FOLLOW PROPER HYGIENE TECHNIQUES
Always wipe from front to back using plain white toilet tissue after having a bowel movement or after urination. This is to avoid spreading bacteria from the anal area to the vagina or urethra. If possible, use a hand held shower to wash the genital area daily.
INCREASE YOUR INTAKE OF FLUIDS
You should drink fluids in the form of water or natural juices, without chemicals, at room temperature. Drink enough so that your urine is almost clear when collected in a clear transparent plastic cup. You should check to see if your urine is clear using this method once a week. 8 – 10 glasses measuring 8 ounces per glass per day might meet your requirements. You should urinate at least 2 liters/24 hours.
EMPTY YOUR BLADDER FREQUENTLY
Whenever you feel the desire to urinate, do not wait. Failure to promptly empty your bladder may be one of the causes of recurring Urinary Tract Infections.

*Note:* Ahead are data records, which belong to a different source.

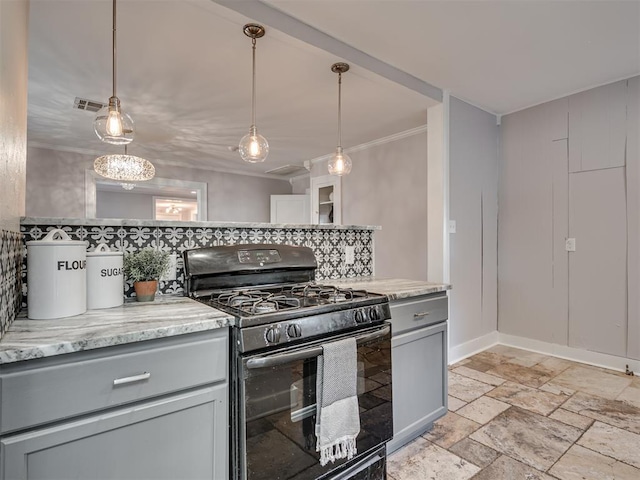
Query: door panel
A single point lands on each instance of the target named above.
(598, 267)
(183, 436)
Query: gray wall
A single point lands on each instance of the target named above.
(13, 111)
(387, 186)
(300, 185)
(56, 188)
(473, 178)
(124, 205)
(13, 145)
(570, 168)
(234, 198)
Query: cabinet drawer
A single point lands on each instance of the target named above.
(418, 312)
(78, 383)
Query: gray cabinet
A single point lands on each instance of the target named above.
(419, 362)
(159, 428)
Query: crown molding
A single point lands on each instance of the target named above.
(375, 143)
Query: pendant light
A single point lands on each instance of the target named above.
(339, 163)
(124, 168)
(112, 124)
(253, 147)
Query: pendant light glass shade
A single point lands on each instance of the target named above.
(339, 163)
(124, 168)
(253, 147)
(112, 125)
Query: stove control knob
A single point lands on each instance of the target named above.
(272, 335)
(294, 331)
(360, 316)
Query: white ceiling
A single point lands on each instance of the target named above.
(500, 55)
(184, 68)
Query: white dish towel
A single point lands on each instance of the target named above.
(337, 416)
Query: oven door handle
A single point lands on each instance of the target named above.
(281, 358)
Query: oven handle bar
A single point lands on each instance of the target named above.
(281, 358)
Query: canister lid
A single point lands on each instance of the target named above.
(57, 237)
(103, 250)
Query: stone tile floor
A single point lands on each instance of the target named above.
(515, 414)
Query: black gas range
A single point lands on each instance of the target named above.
(282, 319)
(270, 289)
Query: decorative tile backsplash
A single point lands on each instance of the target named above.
(327, 243)
(11, 248)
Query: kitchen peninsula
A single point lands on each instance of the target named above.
(141, 378)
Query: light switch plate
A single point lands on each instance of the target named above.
(172, 273)
(570, 244)
(349, 254)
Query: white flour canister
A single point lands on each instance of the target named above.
(105, 281)
(56, 276)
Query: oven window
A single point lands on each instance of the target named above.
(280, 411)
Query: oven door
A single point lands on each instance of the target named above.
(276, 408)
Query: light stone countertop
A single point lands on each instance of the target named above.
(394, 288)
(133, 322)
(116, 222)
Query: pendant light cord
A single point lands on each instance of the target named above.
(339, 109)
(113, 58)
(253, 85)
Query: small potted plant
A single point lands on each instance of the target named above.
(144, 269)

IF YOU ARE SEXUALLY ACTIVE
Empty your bladder before sex and immediately after sex. Before sexual activity make sure that you are adequately lubricated and that you assume a comfortable position to avoid injury to the urethra.
TRY TRIPLE VOIDING
Triple voiding means attempting to urinate three times. After you have finished passing urine for the first time, you should wait for 10 seconds and try to pass urine the second time. Wait for another 10 seconds and try to pass urine the third time. The second and third try should be dry ones and done without pushing hard. The reason for triple voiding is to make certain that after urination no drops of urine are left behind as a place for the bacteria to multiply in the bladder and cause an infection.
EMPTY YOUR BLADDER EVERY TWO HOURS
Even if you do not have the desire to urinate. Every two hours when you are awake you should empty your bladder by triple voiding. The reason for this is to prevent the bacteria from significantly multiplying in the bladder and resulting in infection.
TAKE HIGH POTENCY B-COMPLEX VITAMINS
B-Complex vitamins can help compensate for the loss of minerals when you have increased your fluid intake to flush out bacteria from the bladder. Maintaining adequate nutrition and getting sufficient sleep are important contributing factors that increase the body’s resistance to infections and prevent recurring urinary tract infections.
WEAR COMFORTABLE CLOTHING
Refrain from wearing tight jeans and nylon pantyhose for long periods of time because they place indirect pressure on the urethra. Nylon pantyhose are not absorbent. Use 100% cotton undergarments because trapped perspiration acts as a conduit for bacteria to grow and the constant moisture is irritating to that part of the body.
USE CAUTION WITH YOUR DIAPHRAGM
If you are using one, make sure that it is properly fitted to protect the urethra from injury during sexual intercourse.